Viktor Horsting and Rolf Snoeren, dandy gentlemen that they are, are
tireless campaigners for the suit, the coat, the tux, and the tie in the
many twisted mutations that, season after season, they propose it. This season's sartorial moment was brought to you by leather and bulk. Designers are betting big on the leather pant making a comeback in the Fall, but few went as far as Horsting and Snoeren did, showing skin trousers with silk jacquard tuxedo jackets, or leather overalls with proper shirts and ties. On top, their offerings tended toward the round and padded. There were fur-collared puffer parkas, bulging-armed sweaters, leather bombers, and chesterfields, all sporting the same exaggerated, inflated shoulder shapes.
Backstage, the designers mentioned their Fall 1998 women's collection,
Atomic Bomb, as this collection's inspiration and predecessor.

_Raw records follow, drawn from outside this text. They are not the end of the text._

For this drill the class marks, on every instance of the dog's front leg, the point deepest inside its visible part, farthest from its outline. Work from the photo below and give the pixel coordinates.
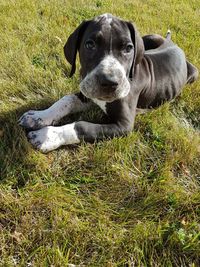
(37, 119)
(50, 137)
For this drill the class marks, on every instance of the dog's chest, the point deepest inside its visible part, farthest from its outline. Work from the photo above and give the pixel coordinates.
(101, 104)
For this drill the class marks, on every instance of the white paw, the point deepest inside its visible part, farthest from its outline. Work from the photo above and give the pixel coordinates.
(35, 119)
(47, 138)
(50, 138)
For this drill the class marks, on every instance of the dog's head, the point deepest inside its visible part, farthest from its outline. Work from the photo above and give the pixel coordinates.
(109, 49)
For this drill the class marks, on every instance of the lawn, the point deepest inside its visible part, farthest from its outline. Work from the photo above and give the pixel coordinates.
(131, 201)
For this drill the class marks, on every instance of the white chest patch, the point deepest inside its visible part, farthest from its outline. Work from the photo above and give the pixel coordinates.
(100, 103)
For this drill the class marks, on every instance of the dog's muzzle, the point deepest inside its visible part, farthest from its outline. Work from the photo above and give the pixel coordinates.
(107, 81)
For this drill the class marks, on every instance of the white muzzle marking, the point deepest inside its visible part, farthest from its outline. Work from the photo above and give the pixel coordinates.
(109, 66)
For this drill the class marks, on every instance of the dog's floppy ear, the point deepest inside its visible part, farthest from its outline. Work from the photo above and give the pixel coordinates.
(138, 45)
(72, 45)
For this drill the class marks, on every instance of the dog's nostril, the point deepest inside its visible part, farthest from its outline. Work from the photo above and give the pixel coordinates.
(106, 81)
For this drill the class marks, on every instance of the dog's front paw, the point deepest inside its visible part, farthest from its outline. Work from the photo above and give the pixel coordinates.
(34, 120)
(47, 138)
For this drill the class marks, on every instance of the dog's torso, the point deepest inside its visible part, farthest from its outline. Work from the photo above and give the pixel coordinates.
(120, 72)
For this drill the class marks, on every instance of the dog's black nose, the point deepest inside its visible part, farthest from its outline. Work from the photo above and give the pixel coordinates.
(107, 81)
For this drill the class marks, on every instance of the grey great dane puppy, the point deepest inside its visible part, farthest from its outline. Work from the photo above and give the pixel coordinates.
(120, 72)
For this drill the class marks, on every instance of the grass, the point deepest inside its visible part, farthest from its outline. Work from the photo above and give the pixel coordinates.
(131, 201)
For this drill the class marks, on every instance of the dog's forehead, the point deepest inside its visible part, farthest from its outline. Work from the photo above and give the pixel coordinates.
(106, 23)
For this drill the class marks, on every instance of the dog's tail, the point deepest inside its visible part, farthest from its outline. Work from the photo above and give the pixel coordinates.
(168, 35)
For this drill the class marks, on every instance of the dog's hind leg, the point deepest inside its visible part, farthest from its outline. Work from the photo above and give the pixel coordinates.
(192, 73)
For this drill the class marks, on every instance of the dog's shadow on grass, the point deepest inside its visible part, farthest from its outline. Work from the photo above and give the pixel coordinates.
(15, 150)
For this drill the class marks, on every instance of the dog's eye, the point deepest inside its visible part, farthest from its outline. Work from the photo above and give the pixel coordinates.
(128, 48)
(90, 44)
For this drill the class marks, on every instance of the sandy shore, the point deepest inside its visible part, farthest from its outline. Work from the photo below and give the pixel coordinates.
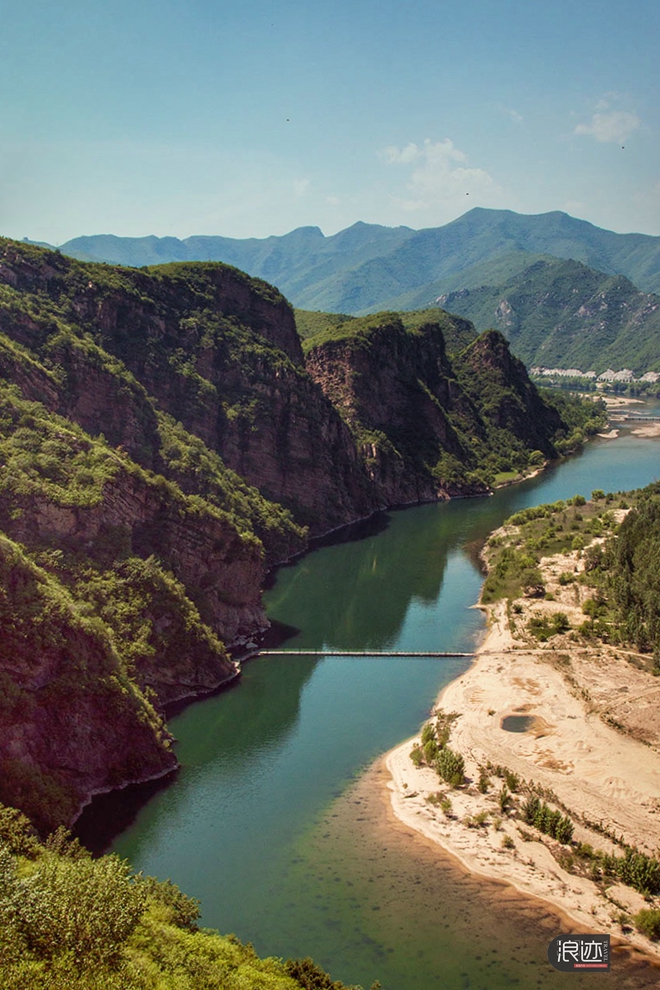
(592, 742)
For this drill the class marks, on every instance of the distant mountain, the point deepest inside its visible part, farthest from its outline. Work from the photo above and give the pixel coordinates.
(367, 267)
(562, 314)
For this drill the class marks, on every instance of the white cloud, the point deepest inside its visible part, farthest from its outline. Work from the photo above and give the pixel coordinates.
(610, 126)
(301, 187)
(440, 177)
(516, 117)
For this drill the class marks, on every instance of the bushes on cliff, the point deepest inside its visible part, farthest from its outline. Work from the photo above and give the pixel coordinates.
(70, 922)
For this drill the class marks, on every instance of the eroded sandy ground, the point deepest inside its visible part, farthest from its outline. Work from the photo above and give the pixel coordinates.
(592, 742)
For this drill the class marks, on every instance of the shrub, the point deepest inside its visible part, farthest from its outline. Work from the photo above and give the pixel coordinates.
(450, 766)
(647, 921)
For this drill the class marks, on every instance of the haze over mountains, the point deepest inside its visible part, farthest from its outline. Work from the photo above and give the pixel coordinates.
(565, 293)
(368, 267)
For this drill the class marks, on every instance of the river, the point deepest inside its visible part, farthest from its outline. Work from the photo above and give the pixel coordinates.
(277, 820)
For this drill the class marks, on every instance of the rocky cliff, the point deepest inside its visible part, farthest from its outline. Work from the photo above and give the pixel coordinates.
(161, 445)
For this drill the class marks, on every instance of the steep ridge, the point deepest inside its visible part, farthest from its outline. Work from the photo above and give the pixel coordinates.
(161, 445)
(563, 314)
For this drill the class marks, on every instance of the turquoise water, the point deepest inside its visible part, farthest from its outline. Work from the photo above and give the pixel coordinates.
(272, 821)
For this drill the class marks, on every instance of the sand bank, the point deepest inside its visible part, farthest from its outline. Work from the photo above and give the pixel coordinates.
(592, 742)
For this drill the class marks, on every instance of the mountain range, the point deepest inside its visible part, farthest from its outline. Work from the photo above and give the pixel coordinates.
(368, 267)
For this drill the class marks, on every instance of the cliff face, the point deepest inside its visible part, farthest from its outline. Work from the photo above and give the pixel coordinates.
(161, 445)
(498, 384)
(214, 349)
(429, 427)
(72, 722)
(395, 389)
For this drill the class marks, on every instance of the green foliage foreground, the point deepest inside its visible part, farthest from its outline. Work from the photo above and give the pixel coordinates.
(70, 922)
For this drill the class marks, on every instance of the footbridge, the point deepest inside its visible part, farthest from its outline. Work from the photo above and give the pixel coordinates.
(356, 653)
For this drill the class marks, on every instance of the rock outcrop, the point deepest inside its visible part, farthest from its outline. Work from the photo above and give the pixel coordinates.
(162, 443)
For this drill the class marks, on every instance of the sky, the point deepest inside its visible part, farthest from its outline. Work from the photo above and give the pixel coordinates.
(252, 118)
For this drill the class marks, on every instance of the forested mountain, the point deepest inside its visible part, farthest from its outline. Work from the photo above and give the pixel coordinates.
(368, 267)
(562, 314)
(163, 443)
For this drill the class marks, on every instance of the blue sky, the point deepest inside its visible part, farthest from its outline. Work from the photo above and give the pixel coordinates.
(180, 117)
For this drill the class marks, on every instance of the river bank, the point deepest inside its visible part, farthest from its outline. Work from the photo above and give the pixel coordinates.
(591, 745)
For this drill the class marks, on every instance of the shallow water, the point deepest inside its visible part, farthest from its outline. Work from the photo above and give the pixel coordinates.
(262, 823)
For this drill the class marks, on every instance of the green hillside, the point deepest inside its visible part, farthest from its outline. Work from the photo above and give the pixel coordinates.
(563, 314)
(367, 267)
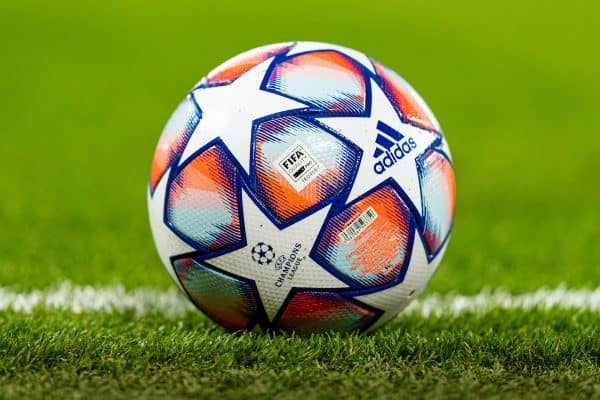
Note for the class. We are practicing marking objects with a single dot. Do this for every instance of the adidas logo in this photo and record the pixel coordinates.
(392, 145)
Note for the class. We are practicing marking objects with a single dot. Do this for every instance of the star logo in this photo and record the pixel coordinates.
(293, 267)
(364, 132)
(263, 253)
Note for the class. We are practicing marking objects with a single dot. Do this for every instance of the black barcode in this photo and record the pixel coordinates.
(359, 225)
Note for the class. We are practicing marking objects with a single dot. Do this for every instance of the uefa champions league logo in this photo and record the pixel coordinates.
(263, 253)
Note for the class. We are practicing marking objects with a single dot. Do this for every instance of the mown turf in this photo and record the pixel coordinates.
(548, 354)
(86, 88)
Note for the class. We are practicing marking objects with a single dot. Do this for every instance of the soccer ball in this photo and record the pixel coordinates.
(302, 187)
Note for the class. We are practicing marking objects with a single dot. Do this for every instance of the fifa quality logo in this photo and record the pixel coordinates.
(392, 145)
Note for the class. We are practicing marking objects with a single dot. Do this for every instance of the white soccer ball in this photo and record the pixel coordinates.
(302, 187)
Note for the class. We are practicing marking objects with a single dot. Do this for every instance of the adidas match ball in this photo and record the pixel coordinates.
(302, 187)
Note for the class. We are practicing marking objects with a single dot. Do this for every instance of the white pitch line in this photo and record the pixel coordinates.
(171, 303)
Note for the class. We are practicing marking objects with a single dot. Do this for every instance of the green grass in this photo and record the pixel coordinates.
(550, 354)
(86, 89)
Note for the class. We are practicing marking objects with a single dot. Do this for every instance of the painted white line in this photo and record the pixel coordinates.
(171, 303)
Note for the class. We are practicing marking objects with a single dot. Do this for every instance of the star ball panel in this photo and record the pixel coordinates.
(377, 253)
(202, 203)
(175, 136)
(273, 138)
(229, 301)
(272, 178)
(316, 312)
(438, 190)
(327, 80)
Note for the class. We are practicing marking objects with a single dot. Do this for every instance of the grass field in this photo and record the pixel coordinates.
(86, 89)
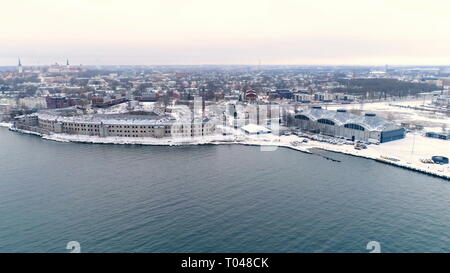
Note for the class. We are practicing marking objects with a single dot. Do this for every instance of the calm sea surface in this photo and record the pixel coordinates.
(117, 198)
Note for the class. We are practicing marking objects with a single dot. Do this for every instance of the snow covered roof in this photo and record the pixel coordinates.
(369, 121)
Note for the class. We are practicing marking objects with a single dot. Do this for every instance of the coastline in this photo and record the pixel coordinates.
(262, 141)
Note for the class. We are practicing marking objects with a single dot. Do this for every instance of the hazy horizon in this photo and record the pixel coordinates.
(206, 32)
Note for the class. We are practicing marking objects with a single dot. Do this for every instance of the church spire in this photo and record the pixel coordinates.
(19, 66)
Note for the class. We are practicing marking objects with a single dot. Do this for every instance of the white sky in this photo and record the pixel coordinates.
(348, 32)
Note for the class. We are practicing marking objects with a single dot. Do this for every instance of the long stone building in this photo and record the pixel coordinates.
(118, 125)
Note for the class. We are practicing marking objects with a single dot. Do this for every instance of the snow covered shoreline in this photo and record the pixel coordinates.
(397, 153)
(6, 124)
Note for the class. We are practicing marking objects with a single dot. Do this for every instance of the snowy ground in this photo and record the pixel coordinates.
(405, 152)
(5, 124)
(408, 151)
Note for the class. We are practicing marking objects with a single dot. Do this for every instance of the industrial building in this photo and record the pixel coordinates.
(341, 123)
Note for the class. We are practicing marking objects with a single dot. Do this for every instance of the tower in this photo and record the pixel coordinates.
(19, 67)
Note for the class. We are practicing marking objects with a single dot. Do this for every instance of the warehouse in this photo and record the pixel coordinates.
(340, 123)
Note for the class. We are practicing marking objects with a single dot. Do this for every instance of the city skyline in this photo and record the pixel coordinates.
(112, 32)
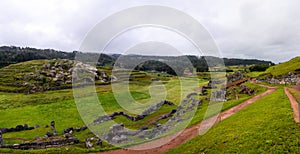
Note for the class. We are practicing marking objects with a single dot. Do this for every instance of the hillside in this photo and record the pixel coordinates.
(43, 75)
(292, 66)
(12, 55)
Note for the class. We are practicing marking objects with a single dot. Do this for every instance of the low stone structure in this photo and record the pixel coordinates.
(16, 129)
(41, 145)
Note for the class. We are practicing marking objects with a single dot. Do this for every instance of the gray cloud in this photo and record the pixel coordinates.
(246, 29)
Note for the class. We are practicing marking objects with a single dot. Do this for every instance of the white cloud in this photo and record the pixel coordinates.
(247, 28)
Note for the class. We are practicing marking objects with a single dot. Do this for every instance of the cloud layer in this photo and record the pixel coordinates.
(267, 29)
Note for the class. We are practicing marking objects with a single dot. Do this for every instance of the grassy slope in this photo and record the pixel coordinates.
(265, 126)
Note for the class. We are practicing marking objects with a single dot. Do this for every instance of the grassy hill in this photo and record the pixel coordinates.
(265, 126)
(292, 65)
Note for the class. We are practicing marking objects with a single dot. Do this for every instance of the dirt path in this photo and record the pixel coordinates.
(294, 104)
(190, 132)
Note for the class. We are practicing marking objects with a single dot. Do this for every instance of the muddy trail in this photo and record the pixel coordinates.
(294, 104)
(189, 132)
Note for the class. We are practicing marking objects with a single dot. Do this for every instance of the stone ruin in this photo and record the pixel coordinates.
(42, 145)
(16, 129)
(119, 134)
(133, 118)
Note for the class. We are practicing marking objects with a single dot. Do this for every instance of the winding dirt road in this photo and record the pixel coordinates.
(294, 104)
(190, 132)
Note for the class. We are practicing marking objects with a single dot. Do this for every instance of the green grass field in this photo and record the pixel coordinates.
(266, 126)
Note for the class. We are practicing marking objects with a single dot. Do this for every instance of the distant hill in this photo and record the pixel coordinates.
(292, 66)
(11, 55)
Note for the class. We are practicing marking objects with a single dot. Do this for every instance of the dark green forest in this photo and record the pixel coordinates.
(11, 55)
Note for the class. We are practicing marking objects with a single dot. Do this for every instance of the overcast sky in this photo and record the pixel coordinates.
(268, 29)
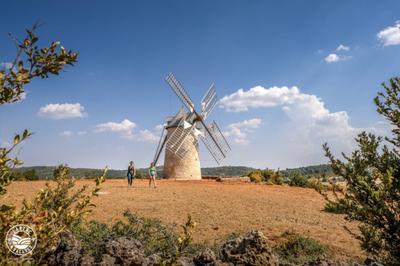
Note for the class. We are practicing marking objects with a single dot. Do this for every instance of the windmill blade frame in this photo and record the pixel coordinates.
(160, 146)
(208, 102)
(177, 141)
(177, 87)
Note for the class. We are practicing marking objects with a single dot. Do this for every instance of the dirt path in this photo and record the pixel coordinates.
(221, 209)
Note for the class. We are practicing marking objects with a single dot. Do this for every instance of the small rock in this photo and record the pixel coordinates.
(250, 249)
(205, 258)
(153, 260)
(68, 251)
(126, 251)
(87, 261)
(107, 260)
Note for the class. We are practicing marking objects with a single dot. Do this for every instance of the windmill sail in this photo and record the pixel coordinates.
(215, 142)
(179, 91)
(208, 102)
(180, 138)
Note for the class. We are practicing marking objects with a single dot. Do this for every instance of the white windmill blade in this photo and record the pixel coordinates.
(207, 96)
(179, 140)
(208, 102)
(177, 87)
(219, 137)
(212, 146)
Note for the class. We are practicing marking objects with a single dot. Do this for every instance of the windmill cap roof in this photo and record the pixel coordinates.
(175, 120)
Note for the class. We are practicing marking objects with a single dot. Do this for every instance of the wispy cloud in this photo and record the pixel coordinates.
(334, 58)
(147, 136)
(66, 133)
(239, 131)
(126, 129)
(308, 115)
(337, 55)
(390, 35)
(342, 47)
(123, 128)
(62, 111)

In that
show, too, they inflated silhouettes to mushroom-cloud proportions. But an equal influence was exerted by a newer bomb in the V & R arsenal: Spicebomb, the just-debuted cologne counterpart to their best-selling women's Flowerbomb scent. Spicebomb's grenade-shaped bottle echoed the lines of the silhouettes, and the face of its new campaign, Sean O'Pry, closed the show. "He spiced up the season," Snoeren said backstage. Smells like a reminder that fashion shows are about many things, and clothing is only one of them.